Washington—In an unusually crowded Ben Franklin Room at the United States Postal Service headquarters here, the USPS Board of Governors (BOG) on May 8 announced that it will raise rates on July 1 across the board by an average of 1.6%.

The rate for basic presorted flats will rise from $0.319 a piece to $0.322, an increase of less than 1%. The cost of mailing basic automated flats is increasing 1%, from $0.275 a piece to $0.278. The per-piece mailing cost for automated 3/5 flats will rise 1.2%, from $0.236 to $0.239. And the basic enhanced carrier route rate for flats is increasing 1.1%, from $0.176 to $0.178.

“The governors reluctantly decided to adjust rates to make up for a $975 million shortfall,” BOG chairman Robert Rider said in announcing the hike. “We found that this increase adds essential revenue—the rates are going to be adjusted only to the extent that costs match revenue.” In other words, the increase should enable the USPS to fend off a loss, but it was not meant to help it generate a profit.

The decision marks the second time in the 30-year history of the USPS as a quasi-governmental agency that the BOG has overturned the Postal Rate Commission (PRC). After the PRC cut the USPS’s rate hike proposal from 6% to 4.6% on average in the increase implemented in January, the PRC twice this year rejected BOG appeals for a larger increase. By law, the BOG can overturn the PRC if the vote is unanimous.

“I’m incredibly disappointed,” Bob Wientzen, president/CEO of the Direct Marketing Association, told CATALOG AGE. “My reason is twofold: One, this negates a significant amount of effort that we and many others made to carefully present a case for not granting the Postal Service these dollars. Now there’s an arbitrary decision to overturn the PRC’s careful deliberations. But my biggest disappointment is that the Postal Service seems bent on increasing rates as a way of meeting its revenue shortfall rather than cutting costs.”

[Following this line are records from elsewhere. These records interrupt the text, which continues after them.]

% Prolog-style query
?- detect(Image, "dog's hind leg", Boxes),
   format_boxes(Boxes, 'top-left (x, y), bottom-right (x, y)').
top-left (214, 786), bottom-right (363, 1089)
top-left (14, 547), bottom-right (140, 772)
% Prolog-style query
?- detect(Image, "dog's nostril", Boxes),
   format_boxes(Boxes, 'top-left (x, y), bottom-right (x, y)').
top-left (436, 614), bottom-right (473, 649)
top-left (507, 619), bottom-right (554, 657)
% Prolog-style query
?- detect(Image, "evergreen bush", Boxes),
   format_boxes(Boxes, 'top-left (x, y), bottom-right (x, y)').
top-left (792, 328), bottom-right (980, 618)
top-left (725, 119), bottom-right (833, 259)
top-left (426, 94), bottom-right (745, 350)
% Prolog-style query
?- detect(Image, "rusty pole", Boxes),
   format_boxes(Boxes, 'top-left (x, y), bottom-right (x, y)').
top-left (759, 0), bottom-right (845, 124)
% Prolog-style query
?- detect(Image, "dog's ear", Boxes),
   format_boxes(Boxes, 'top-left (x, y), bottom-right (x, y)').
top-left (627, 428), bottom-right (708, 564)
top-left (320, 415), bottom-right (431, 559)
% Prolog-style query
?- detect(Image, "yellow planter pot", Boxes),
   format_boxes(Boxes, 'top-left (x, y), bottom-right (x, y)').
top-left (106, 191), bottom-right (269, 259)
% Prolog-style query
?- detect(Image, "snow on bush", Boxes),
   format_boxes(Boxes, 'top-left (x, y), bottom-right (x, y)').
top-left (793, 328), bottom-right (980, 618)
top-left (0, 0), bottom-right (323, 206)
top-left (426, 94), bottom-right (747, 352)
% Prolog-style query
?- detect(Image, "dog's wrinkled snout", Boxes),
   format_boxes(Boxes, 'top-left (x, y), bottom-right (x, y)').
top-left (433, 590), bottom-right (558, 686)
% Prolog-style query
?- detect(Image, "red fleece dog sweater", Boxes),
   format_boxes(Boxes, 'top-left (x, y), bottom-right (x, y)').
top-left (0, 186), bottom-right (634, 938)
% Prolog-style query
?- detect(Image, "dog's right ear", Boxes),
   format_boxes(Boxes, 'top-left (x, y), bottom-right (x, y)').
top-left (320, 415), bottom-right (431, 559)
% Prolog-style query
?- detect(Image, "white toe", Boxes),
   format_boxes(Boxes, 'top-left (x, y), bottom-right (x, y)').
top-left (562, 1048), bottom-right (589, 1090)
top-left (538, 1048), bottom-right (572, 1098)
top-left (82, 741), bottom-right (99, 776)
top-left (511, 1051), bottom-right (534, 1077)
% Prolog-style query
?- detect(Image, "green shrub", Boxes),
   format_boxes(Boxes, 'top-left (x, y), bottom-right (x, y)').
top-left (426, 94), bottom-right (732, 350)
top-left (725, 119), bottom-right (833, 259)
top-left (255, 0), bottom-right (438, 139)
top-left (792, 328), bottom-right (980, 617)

The BOG and postal management have in recent months been warning that it will propose another rate increase this summer. Some mailers had hoped that a July increase would put off the need for another rate hike. According to Wientzen, “They’re still talking about filing late this summer, though there are some discussions about postponing it a little bit. My sense is they plan to go forward with [another rate case]. This suggests they have only one remedy in mind for their deteriorating business, and that is to raise rates, and that will continue to reduce their revenue.”